Odette sat up and stared out the windshield into space. Pinky moved the car back out onto the highway and picked up speed.
“We don’t do that in New York,” rasped Odette. She cleared her throat.
“No?” Pinky smiled and put his hand on her thigh.
“No, it’s, um, the cash machines. You just … you wait at them. Forever. Your whole life you’re just always”—her hand sliced the air—“there.”

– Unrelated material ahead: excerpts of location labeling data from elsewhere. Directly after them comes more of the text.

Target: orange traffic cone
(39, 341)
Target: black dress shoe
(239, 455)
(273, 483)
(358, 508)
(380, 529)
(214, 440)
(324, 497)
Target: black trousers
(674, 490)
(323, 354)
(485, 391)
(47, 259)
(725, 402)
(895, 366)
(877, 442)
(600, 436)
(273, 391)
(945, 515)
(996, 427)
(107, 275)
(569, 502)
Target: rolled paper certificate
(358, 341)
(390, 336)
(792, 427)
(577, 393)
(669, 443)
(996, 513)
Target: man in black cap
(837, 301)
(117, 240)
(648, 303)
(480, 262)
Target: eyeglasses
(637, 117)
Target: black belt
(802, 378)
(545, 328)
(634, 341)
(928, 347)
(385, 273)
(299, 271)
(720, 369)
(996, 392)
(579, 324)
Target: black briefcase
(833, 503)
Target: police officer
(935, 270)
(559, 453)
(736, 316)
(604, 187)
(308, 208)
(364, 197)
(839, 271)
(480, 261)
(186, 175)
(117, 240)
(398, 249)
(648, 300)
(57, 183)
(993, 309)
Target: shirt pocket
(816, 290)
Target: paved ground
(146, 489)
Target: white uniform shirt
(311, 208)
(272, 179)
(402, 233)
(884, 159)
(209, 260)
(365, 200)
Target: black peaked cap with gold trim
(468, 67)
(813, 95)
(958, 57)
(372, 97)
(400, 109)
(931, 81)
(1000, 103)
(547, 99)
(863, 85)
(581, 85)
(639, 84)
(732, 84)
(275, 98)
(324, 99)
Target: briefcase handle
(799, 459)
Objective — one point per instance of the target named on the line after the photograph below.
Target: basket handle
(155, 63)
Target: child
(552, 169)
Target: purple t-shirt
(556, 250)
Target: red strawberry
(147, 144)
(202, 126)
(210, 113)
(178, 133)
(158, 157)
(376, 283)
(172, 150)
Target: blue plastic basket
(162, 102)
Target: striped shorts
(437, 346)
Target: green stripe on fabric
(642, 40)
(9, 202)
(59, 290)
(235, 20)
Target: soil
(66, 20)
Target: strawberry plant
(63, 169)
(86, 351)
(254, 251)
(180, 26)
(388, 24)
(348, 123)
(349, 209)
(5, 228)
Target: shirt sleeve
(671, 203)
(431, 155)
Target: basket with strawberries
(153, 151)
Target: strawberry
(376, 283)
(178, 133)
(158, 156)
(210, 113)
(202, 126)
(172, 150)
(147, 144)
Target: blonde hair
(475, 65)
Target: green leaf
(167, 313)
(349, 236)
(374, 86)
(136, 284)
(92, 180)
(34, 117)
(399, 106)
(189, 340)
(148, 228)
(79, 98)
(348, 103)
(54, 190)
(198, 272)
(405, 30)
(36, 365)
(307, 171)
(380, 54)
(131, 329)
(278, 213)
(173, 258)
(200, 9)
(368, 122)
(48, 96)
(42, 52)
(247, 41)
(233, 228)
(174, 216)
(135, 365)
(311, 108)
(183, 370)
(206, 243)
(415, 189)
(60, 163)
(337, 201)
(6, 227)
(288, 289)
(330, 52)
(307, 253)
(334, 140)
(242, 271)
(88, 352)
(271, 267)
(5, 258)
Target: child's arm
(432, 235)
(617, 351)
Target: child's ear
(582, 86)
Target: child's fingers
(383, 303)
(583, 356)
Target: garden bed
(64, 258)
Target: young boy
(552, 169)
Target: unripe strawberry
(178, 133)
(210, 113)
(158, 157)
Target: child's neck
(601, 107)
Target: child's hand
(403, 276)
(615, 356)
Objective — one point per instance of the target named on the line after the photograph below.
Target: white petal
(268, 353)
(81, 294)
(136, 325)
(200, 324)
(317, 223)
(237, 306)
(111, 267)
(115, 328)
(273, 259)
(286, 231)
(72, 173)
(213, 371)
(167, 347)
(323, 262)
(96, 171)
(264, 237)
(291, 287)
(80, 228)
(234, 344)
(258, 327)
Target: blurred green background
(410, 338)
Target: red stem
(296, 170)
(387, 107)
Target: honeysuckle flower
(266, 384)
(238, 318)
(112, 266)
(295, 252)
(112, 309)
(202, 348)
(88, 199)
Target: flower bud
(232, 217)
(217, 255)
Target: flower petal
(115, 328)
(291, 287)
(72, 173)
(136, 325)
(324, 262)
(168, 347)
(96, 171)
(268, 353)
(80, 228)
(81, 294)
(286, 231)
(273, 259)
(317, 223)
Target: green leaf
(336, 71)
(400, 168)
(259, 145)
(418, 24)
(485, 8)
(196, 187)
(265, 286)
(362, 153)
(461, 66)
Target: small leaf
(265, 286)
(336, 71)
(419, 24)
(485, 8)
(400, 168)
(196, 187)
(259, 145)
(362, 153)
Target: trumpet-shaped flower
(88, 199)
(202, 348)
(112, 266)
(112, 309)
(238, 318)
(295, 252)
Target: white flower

“PLEASE DO NOT touch the formations,” the cave tour guide kept shouting over everyone’s head. Along the damp path through the cave there were lights, which allowed you to see walls marbled a golden rose, like a port cheddar; nippled projections, blind galleries, arteries all through the place, chalky and damp; stalagmites and stalactites in walrusy verticals, bursting up from the floor in yearning or hanging wicklessly in drips from the ceiling, making their way, through time, to the floor. The whole cave was in a weep, everything wet and slippery; still ocher pools of water bordered the walk, which spiraled gradually down. “Nature’s Guggenheim,” said Odette, and because Pinky seemed not to know what she was talking about, she said, “That’s an art museum in New York.” She had her sunglasses perched high on her head. She looked at Pinky gleefully, and he smiled back at her as if he thought she was cute but from outer space, like something that would soon be made into a major motion picture and then later into a toy.
“… The way you can remember which are which,” the guide was saying, “is to remember: When the mites go up, the tights come down …”
“Get that?” said Pinky too loudly, nudging her. “The tights come down?” People turned to look.